To sum up, in order to obtain the fast response of the intelligent recognition system of video surveillance target behavior, it is necessary to lighten the model structure. Most researchers pay more attention to the lightweight of convolution operators in intelligent recognition systems or increase the complexity of lightweight modules, and lack of lightweight research on point-by-point convolution modules which occupy a large number of parameters and computation, resulting in unsatisfactory lightweight optimization results. For this reason, this article carries out the research on intelligent recognition of key frame target behavior in video surveillance based on lightweight convolution neural network. In the second chapter, it’s decided to intelligently recognize the target behavior of key frames of the surveillance video based on bone data, that’s, to extract the three-dimensional position information of bone joints as the target behavior features. In the third chapter, based on the BOW model and Fisher vector model, a local vector aggregation descriptor is proposed to represent the key frames of the surveillance video more compactly, and the generation process of local vector aggregation descriptor is given. In the fourth chapter, the filter structure pruning process is applied to the recognition model, and the memory occupation of the network model is significantly reduced after processing, thus realizing the lightweight of the model. Experimental results verify the effectiveness of the model.
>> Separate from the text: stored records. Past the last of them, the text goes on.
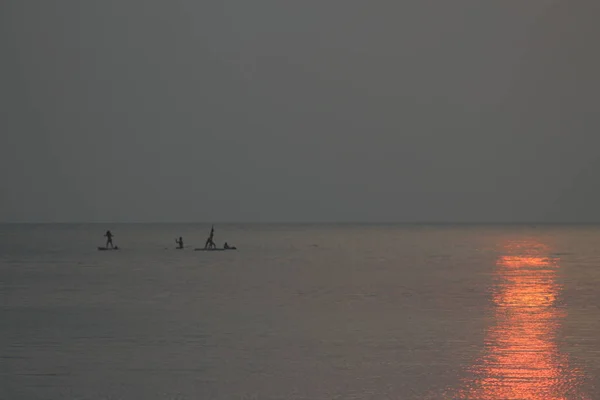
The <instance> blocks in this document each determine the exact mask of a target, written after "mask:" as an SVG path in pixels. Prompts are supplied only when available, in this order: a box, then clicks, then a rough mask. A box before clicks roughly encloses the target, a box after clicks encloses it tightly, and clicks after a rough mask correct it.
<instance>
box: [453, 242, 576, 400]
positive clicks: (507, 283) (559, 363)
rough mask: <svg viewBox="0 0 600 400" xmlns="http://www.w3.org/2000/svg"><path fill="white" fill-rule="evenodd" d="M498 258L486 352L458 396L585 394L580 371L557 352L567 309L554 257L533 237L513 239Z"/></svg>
mask: <svg viewBox="0 0 600 400" xmlns="http://www.w3.org/2000/svg"><path fill="white" fill-rule="evenodd" d="M504 250H505V253H506V254H505V255H503V256H501V257H500V258H499V260H498V262H497V269H496V271H495V280H496V284H495V285H494V288H493V290H492V296H493V301H494V305H495V313H494V316H495V324H494V325H493V326H492V327H491V328H490V329H489V330H488V331H487V332H486V335H485V351H484V355H483V356H482V357H481V358H479V359H478V360H476V362H475V363H474V364H473V366H472V367H471V368H470V373H471V374H472V378H471V379H468V380H466V381H465V382H464V386H463V389H462V390H461V391H460V392H459V393H458V394H457V396H456V397H454V398H459V399H482V400H487V399H489V400H492V399H493V400H498V399H535V400H559V399H560V400H562V399H571V398H577V399H586V398H588V397H586V396H582V395H581V394H579V393H578V390H579V386H580V383H581V377H582V376H581V372H580V371H578V370H576V369H574V368H571V367H570V366H569V363H568V357H567V355H566V354H563V353H561V352H560V351H559V349H558V346H557V344H556V335H557V332H558V330H559V328H560V324H561V322H562V319H563V318H564V316H565V311H564V310H563V309H562V308H560V307H559V306H558V305H557V304H556V302H557V298H558V297H559V295H560V292H561V290H562V288H561V286H560V285H559V284H558V283H557V282H556V275H557V270H558V269H559V268H560V265H559V261H560V260H559V259H558V258H550V257H548V256H547V254H549V251H548V249H547V248H546V247H545V246H543V245H541V244H540V243H536V242H534V241H525V242H523V241H521V242H511V243H509V244H508V245H507V246H505V247H504Z"/></svg>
2. Local Features Extraction of Target Behavior

Any complex behavior of video surveillance target can be regarded as a combination of human body part movement behavior sequence, and any form of human body part movement will drive the position of its bone nodes to change. In this article, the target behavior of key frames of the surveillance video is intelligently recognized based on bone data, that’s, the three-dimensional position information of bone joints is extracted as the target behavior feature.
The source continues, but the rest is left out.